本発明は、網膜変性を治療または改善するための治療組成物および方法を提供する。本発明によれば、極小胚様幹細胞(VSELs)を、網膜の組織および機能を維持または回復する方法において使用する。より具体的には、VSELsを網膜組織内に導入し、そこでVSELsが移動して、例えば、これらに限定されないが、桿体および錐体といった網膜細胞、ならびにアマクリン細胞(網膜内の神経細胞)および網膜神経節細胞といった神経細胞などの眼細胞を回復させる。神経分化に特徴的なマーカーには、これらに限定されないが、ネスチンおよびMAP2(神経新生に不可欠なステップである微小管集合)などが挙げられる。光受容体のマーカーには、これらに限定されないが、リカバリン、ロドプシン、Crx、およびNrlが挙げられる。
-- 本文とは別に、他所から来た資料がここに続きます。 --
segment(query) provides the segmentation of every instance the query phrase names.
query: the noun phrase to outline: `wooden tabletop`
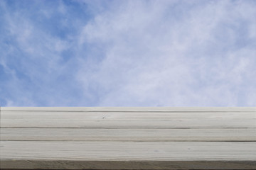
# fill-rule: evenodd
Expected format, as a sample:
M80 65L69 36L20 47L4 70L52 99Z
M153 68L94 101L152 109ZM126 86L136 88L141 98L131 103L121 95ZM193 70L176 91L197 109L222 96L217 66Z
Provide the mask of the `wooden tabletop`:
M256 169L256 108L0 108L0 168Z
また、用語「極小胚様幹細胞」は、本明細書では「VSEL幹細胞」とも呼ばれ、多能性幹細胞のことを指す。いくつかの実施形態では、VSEL幹細胞(「VSELs」)は、ヒトVSELsであり、Lin-、CD45-、およびCD34+という特徴を有してもよい。いくつかの実施形態では、VSELsは、ヒトVSELsであり、Lin-、CD45-、およびCD133+という特徴を有してもよい。いくつかの実施形態では、VSELsは、ヒトVSELsであり、Lin-、CD45-、およびCXCR4+という特徴を有してもよい。いくつかの実施形態では、VSELsは、ヒトVSELsであり、Lin-、CD45-、CXCR4+、CD133+、およびCD34+という特徴を有してもよい。いくつかの実施形態では、VSELsは、ヒトVSELsであり、Lin-、CD45-、CD133+、およびCD34+という特徴を有してもよい。いくつかの実施形態では、ヒトVSELsは、SSEA−4、Oct−4、Rex−1、およびNanogの少なくとも1つを発現する。幹細胞マーカーについて、マウスVSELsは、SSEA−1、Oct−4、Rex−1、およびNanogの少なくとも1つを発現する。また、VSELsは、細胞質の細い縁に囲まれた大きな核を有し、胚型で組織化されていないクロマチンを含むという特徴を有してもよい。VSELsは、高いテロメラーゼ活性も有する。いくつかの実施形態では、VSELsは、ヒトVSELsであり、Lin-、CD45-、CXCR4+、CD133+、Oct4+、SSEA4+、およびCD34+という特徴を有してもよい。いくつかの実施形態では、ヒトVSELsは、あまり原始的ではなく、Lin-、CD45-、CXCR4+、CD133-、およびCD34+という特徴を有してもよい。いくつかの実施形態では、ヒトVSELは、例えば、Oct−4、Sox2、およびNanogなどの多能性胚性転写因子について濃縮することができる。いくつかの実施形態では、ヒトVSELsは、直径が4〜5μm、4〜6μm、4〜7μm、5〜6μm、5〜8μm、6〜9μm、または7〜10μmであってもよい。本発明によって投与したVSELsは、収集、そして濃縮または精製してから直接使用してもよく、または使用まで冷凍してもよい。本発明によって自家または同種VSELsを投与してもよい。さらに、VSELsを操作してもよい。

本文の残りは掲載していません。